Commutative magma

In mathematics, there exist magmas that are commutative but not associative. A simple example of such a magma may be derived from the children's game of rock, paper, scissors. Such magmas give rise to non-associative algebras.

A commutative non-associative magma derived from the rock, paper, scissors game

Karnaugh diagram of all possibilities of the Commutative, Associative, Inverse, and Identity law to hold (y) or not to hold (n), and the definition of an according binary operation ⊕ on the integers for almost each possibility.

Let M := \{ r, p, s \} , standing for the "rock", "scissors" and "paper" gestures respectively, and consider the binary operation \cdot : M \times M \to M derived from the rules of the game as follows:

For all x, y \in M:
  • If x \neq y and x beats y in the game, then x \cdot y = y \cdot x = x
  • x \cdot x = x     I.e. every x is idempotent.
So that for example:
  • r \cdot p = p \cdot r = p   "paper beats rock";
  • s \cdot s = s   "scissors tie with scissors".

This results in the Cayley table:

\begin{array}{c|ccc}
\cdot & r & p & s\\
\hline
r & r & p & r\\
p & p & p & s\\
s & r & s & s
\end{array}

By definition, the magma (M, \cdot) is commutative, but it is also non-associative, as shown by:

r \cdot (p \cdot s) = r \cdot s = r \neq s = p \cdot s = (r \cdot p) \cdot s

i.e.

r \cdot (p \cdot s) \neq (r \cdot p) \cdot s

Other examples

The "mean" operation  x \oplus y = ( x + y ) / 2 on the rational numbers (or any commutative number system closed under division) is also commutative but not in general associative, e.g.

-4 \oplus (0 \oplus +4) = -4 \oplus +2 = -1 \neq +1 = -2 \oplus +4 = (-4 \oplus 0) \oplus +4

Generally, the mean operations studied in topology need not be associative.

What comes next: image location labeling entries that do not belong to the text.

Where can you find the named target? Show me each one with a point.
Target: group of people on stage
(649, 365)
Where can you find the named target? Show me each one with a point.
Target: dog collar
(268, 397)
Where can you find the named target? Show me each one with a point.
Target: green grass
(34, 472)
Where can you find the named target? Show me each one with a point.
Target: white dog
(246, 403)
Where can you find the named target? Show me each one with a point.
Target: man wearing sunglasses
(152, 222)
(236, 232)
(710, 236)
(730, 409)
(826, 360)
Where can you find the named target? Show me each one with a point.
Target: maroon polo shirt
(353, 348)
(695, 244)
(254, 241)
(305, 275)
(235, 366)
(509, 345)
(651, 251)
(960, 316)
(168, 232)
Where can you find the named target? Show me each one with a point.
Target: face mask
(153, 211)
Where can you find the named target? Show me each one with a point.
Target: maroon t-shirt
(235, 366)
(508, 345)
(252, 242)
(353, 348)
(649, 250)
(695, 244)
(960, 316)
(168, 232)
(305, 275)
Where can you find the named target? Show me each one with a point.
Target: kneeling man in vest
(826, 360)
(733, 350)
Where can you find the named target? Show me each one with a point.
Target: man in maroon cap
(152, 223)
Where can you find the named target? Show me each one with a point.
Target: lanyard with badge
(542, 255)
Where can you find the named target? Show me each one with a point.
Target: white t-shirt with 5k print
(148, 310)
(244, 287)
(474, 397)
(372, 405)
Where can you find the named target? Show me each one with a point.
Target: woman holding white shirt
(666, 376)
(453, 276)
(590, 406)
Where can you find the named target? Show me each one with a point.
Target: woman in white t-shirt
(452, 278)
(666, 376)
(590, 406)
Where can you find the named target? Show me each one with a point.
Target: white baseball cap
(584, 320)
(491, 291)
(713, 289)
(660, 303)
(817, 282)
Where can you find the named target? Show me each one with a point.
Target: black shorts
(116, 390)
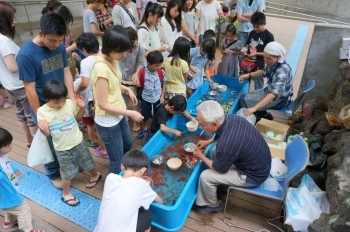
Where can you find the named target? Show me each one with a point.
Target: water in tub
(226, 99)
(167, 183)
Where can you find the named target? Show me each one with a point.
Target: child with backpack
(230, 48)
(151, 78)
(176, 69)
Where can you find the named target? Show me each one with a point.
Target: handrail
(303, 9)
(311, 16)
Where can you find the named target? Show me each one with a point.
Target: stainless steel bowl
(157, 160)
(212, 95)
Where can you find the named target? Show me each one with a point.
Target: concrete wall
(322, 63)
(332, 9)
(34, 11)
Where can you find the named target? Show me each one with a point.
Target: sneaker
(8, 225)
(142, 134)
(89, 143)
(268, 116)
(7, 102)
(57, 183)
(207, 209)
(97, 152)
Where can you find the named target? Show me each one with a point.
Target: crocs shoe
(7, 102)
(142, 134)
(97, 152)
(8, 225)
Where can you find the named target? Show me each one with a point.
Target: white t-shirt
(121, 200)
(208, 14)
(9, 80)
(85, 71)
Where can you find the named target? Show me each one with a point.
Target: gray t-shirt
(88, 18)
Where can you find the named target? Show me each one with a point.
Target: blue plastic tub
(166, 217)
(232, 83)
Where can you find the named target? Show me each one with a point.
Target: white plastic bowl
(174, 163)
(191, 126)
(222, 88)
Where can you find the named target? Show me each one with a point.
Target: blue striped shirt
(242, 145)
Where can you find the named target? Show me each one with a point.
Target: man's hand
(250, 111)
(243, 77)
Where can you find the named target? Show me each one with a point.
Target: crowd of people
(136, 62)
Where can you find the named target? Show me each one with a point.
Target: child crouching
(16, 210)
(127, 197)
(58, 118)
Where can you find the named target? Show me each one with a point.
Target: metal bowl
(157, 160)
(212, 95)
(189, 147)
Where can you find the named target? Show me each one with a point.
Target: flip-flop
(73, 199)
(95, 182)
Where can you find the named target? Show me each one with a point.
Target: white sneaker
(7, 102)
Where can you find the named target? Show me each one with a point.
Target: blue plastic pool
(226, 99)
(171, 217)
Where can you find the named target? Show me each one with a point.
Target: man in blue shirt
(245, 10)
(242, 156)
(42, 59)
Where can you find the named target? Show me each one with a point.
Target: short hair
(208, 47)
(115, 39)
(181, 50)
(50, 6)
(154, 9)
(209, 34)
(7, 15)
(212, 111)
(135, 160)
(52, 24)
(231, 29)
(155, 57)
(132, 34)
(184, 7)
(54, 90)
(89, 42)
(258, 18)
(64, 12)
(5, 138)
(179, 103)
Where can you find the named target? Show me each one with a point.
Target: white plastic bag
(278, 169)
(251, 118)
(302, 206)
(39, 152)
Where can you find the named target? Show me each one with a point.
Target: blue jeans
(243, 37)
(118, 141)
(52, 170)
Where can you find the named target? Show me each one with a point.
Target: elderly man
(279, 86)
(242, 156)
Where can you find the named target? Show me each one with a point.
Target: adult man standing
(242, 156)
(245, 10)
(42, 59)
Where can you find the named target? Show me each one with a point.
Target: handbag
(248, 65)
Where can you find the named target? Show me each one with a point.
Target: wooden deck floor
(246, 211)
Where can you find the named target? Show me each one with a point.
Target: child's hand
(79, 100)
(43, 125)
(135, 116)
(178, 133)
(193, 69)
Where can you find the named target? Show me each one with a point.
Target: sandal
(98, 152)
(95, 182)
(73, 199)
(89, 143)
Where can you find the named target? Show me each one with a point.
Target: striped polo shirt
(241, 144)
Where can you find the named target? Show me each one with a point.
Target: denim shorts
(73, 160)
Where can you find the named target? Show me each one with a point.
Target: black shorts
(146, 109)
(144, 220)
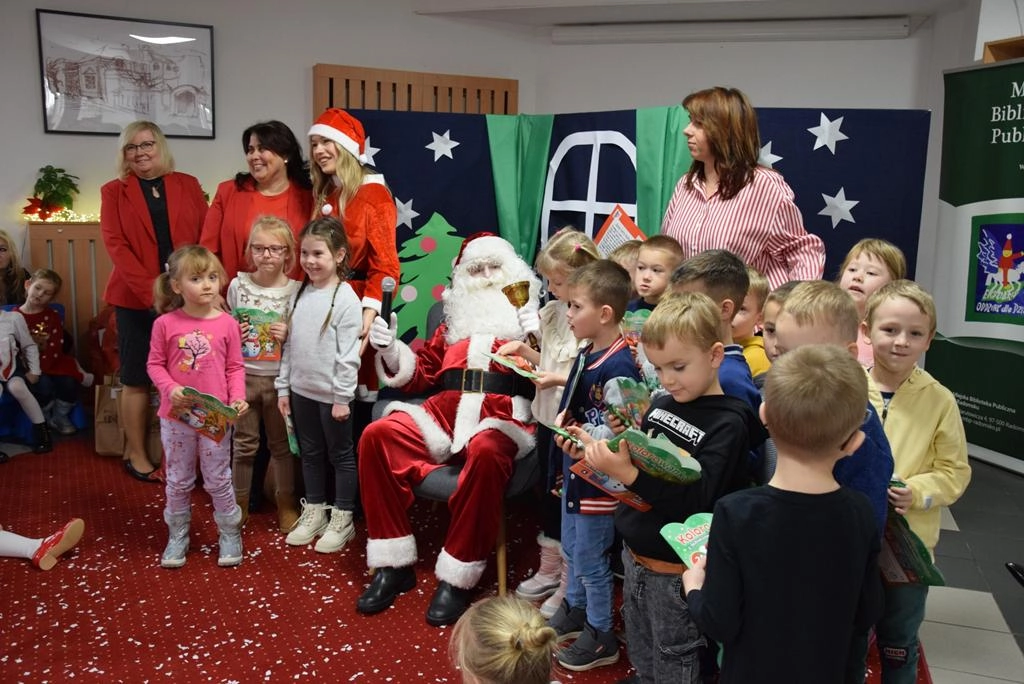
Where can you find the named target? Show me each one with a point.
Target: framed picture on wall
(100, 73)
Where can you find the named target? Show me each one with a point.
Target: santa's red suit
(479, 414)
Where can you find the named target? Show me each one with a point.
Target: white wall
(265, 49)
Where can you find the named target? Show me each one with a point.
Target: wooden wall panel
(360, 88)
(76, 252)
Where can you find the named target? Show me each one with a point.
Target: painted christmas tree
(426, 266)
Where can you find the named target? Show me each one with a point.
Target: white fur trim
(523, 439)
(458, 572)
(396, 552)
(437, 441)
(407, 367)
(521, 410)
(467, 417)
(331, 133)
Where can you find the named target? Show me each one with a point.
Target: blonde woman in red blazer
(146, 213)
(276, 184)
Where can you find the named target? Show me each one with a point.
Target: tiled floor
(974, 627)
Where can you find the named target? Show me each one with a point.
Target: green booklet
(208, 415)
(656, 456)
(257, 342)
(904, 559)
(627, 399)
(689, 539)
(517, 364)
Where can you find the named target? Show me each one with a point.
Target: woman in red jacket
(276, 184)
(145, 213)
(345, 186)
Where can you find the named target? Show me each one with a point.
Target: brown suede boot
(288, 514)
(243, 502)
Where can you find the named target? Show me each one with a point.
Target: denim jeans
(663, 639)
(586, 540)
(897, 633)
(325, 442)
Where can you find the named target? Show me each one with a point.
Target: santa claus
(477, 413)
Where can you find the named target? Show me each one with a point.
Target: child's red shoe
(57, 544)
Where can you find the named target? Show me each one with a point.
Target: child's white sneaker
(311, 524)
(339, 530)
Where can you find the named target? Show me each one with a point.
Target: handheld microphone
(387, 287)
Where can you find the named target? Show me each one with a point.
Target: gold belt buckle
(472, 380)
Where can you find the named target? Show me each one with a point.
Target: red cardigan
(226, 228)
(131, 240)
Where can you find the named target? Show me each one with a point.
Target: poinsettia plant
(54, 189)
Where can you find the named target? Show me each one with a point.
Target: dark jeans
(664, 641)
(325, 441)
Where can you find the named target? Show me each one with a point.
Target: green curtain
(662, 159)
(519, 146)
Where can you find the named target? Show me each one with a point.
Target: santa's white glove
(382, 338)
(529, 317)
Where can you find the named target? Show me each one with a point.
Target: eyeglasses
(146, 146)
(260, 250)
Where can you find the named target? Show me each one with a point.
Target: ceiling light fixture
(722, 32)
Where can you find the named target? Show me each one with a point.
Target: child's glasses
(260, 250)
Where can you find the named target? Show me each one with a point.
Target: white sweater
(323, 367)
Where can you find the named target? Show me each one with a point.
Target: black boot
(448, 604)
(41, 433)
(384, 589)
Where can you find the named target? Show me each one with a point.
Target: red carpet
(108, 612)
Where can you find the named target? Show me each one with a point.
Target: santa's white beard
(477, 305)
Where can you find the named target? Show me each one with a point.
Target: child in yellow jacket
(923, 423)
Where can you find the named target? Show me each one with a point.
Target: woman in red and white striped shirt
(727, 201)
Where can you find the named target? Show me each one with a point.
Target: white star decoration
(406, 213)
(442, 145)
(826, 134)
(838, 208)
(766, 158)
(370, 151)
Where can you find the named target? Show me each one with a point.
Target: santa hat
(344, 129)
(482, 246)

The construction applied in the previous section to rock-paper-scissors applies readily to variants of the game with other numbers of gestures, as described in the section Variations, as long as there are two players and the conditions are symmetric between them; more abstractly, it may be applied to any trichotomous binary relation (like "beats" in the game). The resulting magma will be associative if the relation is transitive and hence is a (strict) total order; otherwise, if finite, it contains directed cycles (like rock-paper-scissors-rock) and the magma is non-associative. To see the latter, consider combining all the elements in a cycle in reverse order, i.e. so that each element combined beats the previous one; the result is the last element combined, while associativity and commutativity would mean that the result only depended on the set of elements in the cycle.

The bottom row in the Karnaugh diagram above gives more example operations, defined on the integers (or any commutative ring).

Derived commutative non-associative algebras

Using the rock-paper-scissors example, one can construct a commutative non-associative algebra over a field K: take A to be the three-dimensional vector space over K whose elements are written in the form

(x, y, z) = x r + y p + z s,

for x, y, z \in K. Vector addition and scalar multiplication are defined component-wise, and vectors are multiplied using the above rules for multiplying the elements r, p, s. The set

\{ (1, 0, 0), (0, 1, 0), (0, 0, 1) \} i.e. \{ r, p, s \}

forms a basis for the algebra A. As before, vector multiplication in A is commutative, but not associative.

The same procedure may be used to derive from any commutative magma M a commutative algebra over K on K ^ M, which will be non-associative if M is.